En effet, cette annonce est évidemment une bonne nouvelle même si il est regrettable qu’elle soit utilisée comme un élément de chantage dans les négociations budgétaires.
Si le gouvernement en faisait une priorité sincère, la lutte contre la précarité étudiante aurait dû figurer dès le départ dans le projet de budget.
Ce n’était pas le cas, pourtant trop d’étudiants sont contraints de choisir entre manger et étudier.

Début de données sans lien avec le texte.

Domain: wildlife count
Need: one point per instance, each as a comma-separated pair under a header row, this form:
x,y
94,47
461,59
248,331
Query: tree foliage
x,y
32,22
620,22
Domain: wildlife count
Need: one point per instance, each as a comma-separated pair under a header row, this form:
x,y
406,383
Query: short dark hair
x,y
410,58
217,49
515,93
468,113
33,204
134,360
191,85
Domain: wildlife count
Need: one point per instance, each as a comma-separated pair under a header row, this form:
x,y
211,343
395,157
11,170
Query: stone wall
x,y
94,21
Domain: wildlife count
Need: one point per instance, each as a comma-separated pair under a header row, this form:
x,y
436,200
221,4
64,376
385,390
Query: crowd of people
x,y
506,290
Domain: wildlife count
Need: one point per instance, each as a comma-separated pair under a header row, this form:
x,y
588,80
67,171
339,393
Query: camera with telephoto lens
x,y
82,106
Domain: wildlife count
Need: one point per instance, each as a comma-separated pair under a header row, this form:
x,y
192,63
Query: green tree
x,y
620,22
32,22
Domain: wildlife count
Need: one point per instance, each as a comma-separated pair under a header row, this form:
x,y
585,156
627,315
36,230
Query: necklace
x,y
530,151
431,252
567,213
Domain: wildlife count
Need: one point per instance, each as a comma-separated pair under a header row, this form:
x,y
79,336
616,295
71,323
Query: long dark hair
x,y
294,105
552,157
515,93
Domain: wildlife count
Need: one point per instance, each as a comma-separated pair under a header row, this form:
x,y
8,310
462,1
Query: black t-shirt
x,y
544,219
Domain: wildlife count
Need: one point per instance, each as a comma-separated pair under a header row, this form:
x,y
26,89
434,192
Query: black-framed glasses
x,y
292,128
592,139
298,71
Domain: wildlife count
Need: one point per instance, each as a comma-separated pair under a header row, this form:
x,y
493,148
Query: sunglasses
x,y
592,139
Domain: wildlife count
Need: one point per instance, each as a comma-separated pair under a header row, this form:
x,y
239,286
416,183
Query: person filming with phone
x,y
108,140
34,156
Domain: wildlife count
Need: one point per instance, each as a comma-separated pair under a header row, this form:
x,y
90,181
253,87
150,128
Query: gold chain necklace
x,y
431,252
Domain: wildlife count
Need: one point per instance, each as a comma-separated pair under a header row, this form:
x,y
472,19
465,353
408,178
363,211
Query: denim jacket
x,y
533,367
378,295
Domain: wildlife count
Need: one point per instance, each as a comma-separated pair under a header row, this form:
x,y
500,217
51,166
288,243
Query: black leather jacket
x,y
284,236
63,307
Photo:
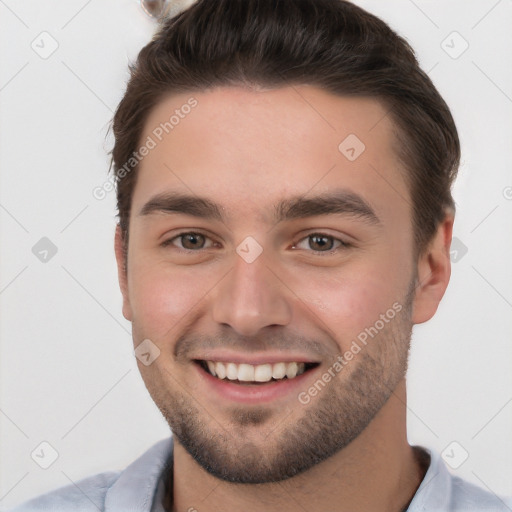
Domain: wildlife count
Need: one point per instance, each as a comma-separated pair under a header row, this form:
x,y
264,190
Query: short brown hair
x,y
332,44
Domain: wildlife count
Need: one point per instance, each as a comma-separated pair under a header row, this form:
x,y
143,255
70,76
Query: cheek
x,y
350,303
163,298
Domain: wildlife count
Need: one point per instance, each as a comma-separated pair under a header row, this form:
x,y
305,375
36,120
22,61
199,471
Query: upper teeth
x,y
255,373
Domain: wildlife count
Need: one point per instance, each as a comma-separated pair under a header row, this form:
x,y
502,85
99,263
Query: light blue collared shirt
x,y
140,488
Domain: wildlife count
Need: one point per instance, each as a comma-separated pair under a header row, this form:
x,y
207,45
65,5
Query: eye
x,y
188,241
321,243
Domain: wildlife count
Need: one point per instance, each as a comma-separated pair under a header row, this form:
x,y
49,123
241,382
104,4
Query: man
x,y
283,176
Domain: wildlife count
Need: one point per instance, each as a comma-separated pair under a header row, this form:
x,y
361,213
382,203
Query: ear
x,y
433,272
122,272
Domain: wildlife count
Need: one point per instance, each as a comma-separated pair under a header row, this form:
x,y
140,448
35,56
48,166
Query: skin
x,y
247,149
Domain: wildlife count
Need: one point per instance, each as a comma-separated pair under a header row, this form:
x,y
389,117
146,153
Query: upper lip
x,y
255,358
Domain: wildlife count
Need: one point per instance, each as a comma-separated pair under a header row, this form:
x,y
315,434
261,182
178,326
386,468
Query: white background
x,y
68,374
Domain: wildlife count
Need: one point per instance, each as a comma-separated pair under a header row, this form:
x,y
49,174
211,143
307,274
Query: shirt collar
x,y
135,489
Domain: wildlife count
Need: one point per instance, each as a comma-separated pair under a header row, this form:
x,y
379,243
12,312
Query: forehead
x,y
248,148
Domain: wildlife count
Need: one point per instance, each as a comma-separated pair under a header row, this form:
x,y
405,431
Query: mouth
x,y
261,374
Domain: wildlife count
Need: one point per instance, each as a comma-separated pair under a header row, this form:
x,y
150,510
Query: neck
x,y
378,471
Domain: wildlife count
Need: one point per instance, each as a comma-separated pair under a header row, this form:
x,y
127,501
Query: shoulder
x,y
85,495
443,491
467,496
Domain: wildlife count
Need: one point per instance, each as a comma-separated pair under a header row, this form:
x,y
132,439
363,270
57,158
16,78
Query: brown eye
x,y
192,241
189,241
321,243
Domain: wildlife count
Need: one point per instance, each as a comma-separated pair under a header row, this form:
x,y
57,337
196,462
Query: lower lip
x,y
254,393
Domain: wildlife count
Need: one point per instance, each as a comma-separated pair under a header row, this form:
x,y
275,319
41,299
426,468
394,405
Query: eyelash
x,y
342,244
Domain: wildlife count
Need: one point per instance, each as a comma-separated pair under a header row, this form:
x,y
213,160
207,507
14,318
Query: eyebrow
x,y
341,202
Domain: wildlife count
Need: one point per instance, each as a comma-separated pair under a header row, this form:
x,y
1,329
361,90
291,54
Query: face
x,y
264,252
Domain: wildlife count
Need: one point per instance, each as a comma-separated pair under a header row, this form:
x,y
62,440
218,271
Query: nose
x,y
251,297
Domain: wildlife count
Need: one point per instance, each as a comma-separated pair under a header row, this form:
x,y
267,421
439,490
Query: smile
x,y
244,372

Nous avions voté à l’Assemblée nationale il y a quelques mois, une proposition de loi socialiste pour généraliser le repas Crous à 1€ parce qu’il y a urgence : presque un étudiant sur trois dit sauter régulièrement des repas faute d’argent.
16% des étudiants ont recours à l’aide alimentaire.
Cette généralisation des repas CROUS à 1€ pose néanmoins quelques défis.
Il faut l’accompagner d’un investissement dans les restaurants universitaires sinon les Crous seront saturés et deviendront inaccessibles.
Il ne faut pas non plus que le repas CROUS à 1€ se traduise par des repas de moins bonne qualité.
Aussi, de nombreux étudiants vivent éloignés des restaurants CROUS. Pour eux, en 2025, a été mis en place une aide financière à la restauration. Mais elle était scandaleusement faible, elle représentait moins d’un euro par jour pour les non boursiers, et moins de deux euros pour les boursiers.
Avec ces dernières annonces, ces jeunes éloignés des restaurants crous semblent oubliés.
Je pense aussi à toute la jeunesse, qui n’est pas étudiante et qui connaît aussi des situations de pauvreté.
Enfin, au-delà du CROUS à 1€, j'ai rappelé que la précarité étudiante est générale.
Elle ne concerne pas que l’alimentaire.
J'aimerais par exemple entendre le Premier ministre sur l’accessibilité du logement étudiant.
Je suis très inquiet sur ce point, surtout quand j’entends des prétendants aux municipales dans des grandes villes étudiantes - au hasard Jean-Michel Aulas à Lyon - vouloir casser l’encadrement des loyers qui pourtant protège les habitants et en particulier les étudiants qui vivent dans des petites surfaces de hausses de loyers trop lourdes.
(PS. A celles et ceux qui diront “ils n’ont qu’à travailler” je tiens à rappeler que la précarité augmente le risque de rater ses études tout comme travailler à côté. Et surtout, très souvent, les étudiants en précarité sont des étudiants qui travaillent en parallèle de leurs études.)